Why Bamboo Floors Won't Make Your House Green

The Green Curmudgeon, Carl Seville, doesn't have a problem with bamboo floors. He just thinks they won't make your house green. What do you think?

Gorgeous new bamboo floor.  --From a real estate listing by Vicki Moore/Flickr Creative Commons.Along with solar panels, so called “green” bamboo floors are another stereotypical material that people latch onto when thinking about green homes.  In the same way that those solar panels won’t make your house green all by themselves, neither will calling in a flooring contractor to install bamboo floors, unless, of course, you do everything else right. 

No product in itself will make a home green, and, in fact, you don’t necessarily need to use “green” products to make a home green.  With the exception of a few very toxic materials, almost any common building products, when used properly as part of the whole house system, can contribute to a green home.  You can put in all the green materials you want into a house, but if you don’t build it right, it will never be green.

Generally, bamboo floors are a good, sustainable product.  Bamboo is a grass that grows very fast, so harvesting it instead of using old growth wood can be a good thing, but not always.  In some countries, forests are being cut down just to grow bamboo to meet market demand.  This isn’t good - retaining old forests is better for the environment than creating new bamboo plantations.   On top of this, most bamboo flooring is glued and finished before it arrive son the jobsite, often with adhesives and sealers that contain urea formaldehyde, an irritant and carcinogen that you need to keep out of a green home.  There are bamboo floors made with materials that come from sustainable plantations and have no urea formaldehyde in processing, but they are not always easy to find.

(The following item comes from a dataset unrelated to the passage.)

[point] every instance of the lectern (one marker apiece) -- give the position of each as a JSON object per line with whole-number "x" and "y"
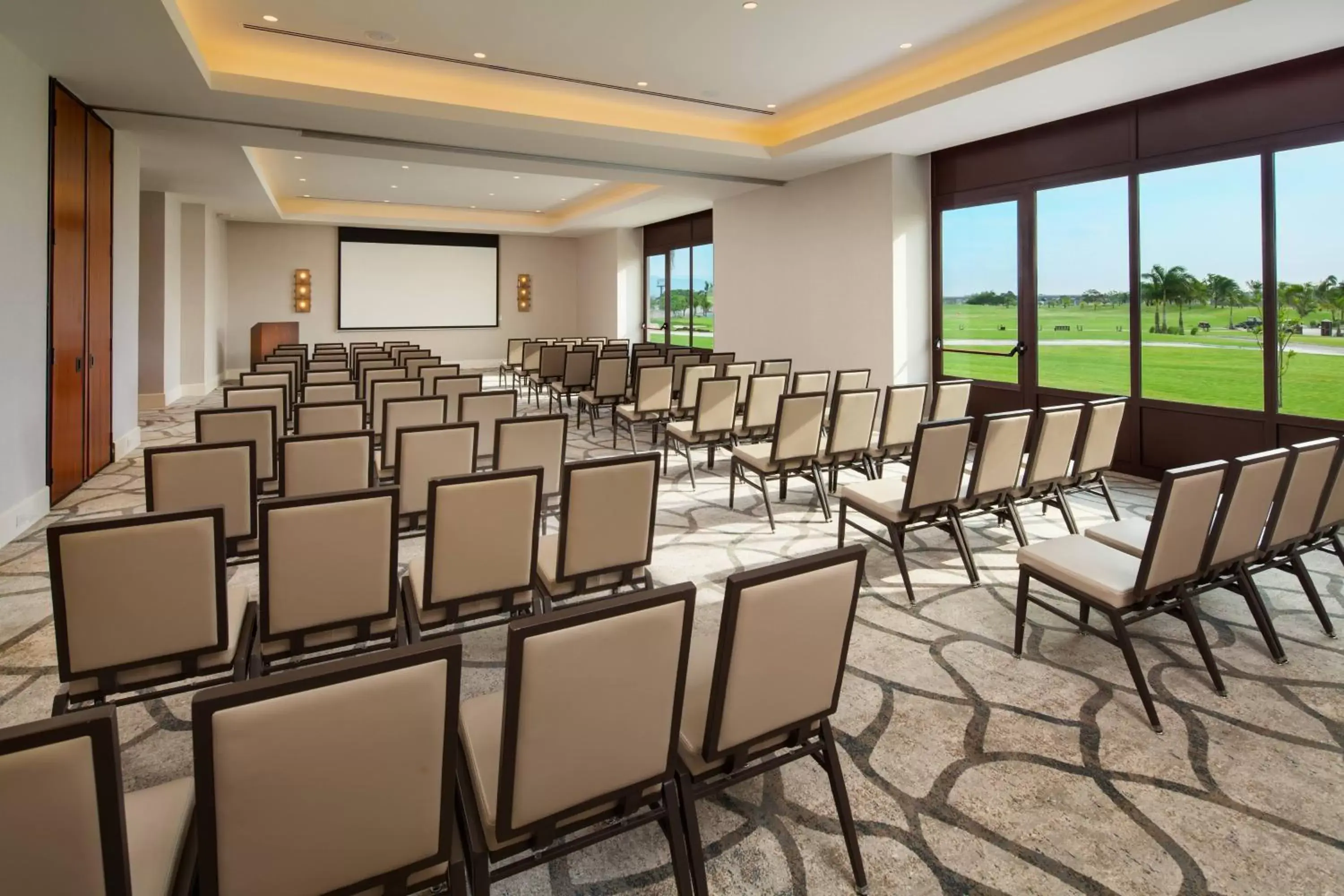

The real reason bamboo won’t make your house green is that the finish flooring is only a small part of a green home.  Green building includes energy efficiency, indoor air quality, durability, resource efficiency, water efficiency, reduced impact on the community and the site, and educating homeowners so they know how to manage them to remain efficient, healthy, and durable. 

Bamboo, (without urea formaldehyde) can help improve the indoor air quality because it is easy to clean and doesn’t collect dirt like carpet.  If it is harvested from a place that didn’t replace a forest, then it could be an efficient use of resources.  If it is made in a factory that treats their employees well and is a safe place to work, then it can have a positive impact on the community where it is made.  But it won’t have any impact on energy efficiency, water efficiency, or the local site conditions.  So, if you install bamboo in a house that isn’t efficient, doesn’t use materials or water efficiently, and negatively impacts the building site, no matter how sustainably that bamboo is harvested and manufactured, your house will never be green.

Remember, green building is all about the process.  The building needs to be designed and built properly, taking into consideration all the aspects of green building.  Products are secondary.  If the process is bad, no amount of green materials will make it better.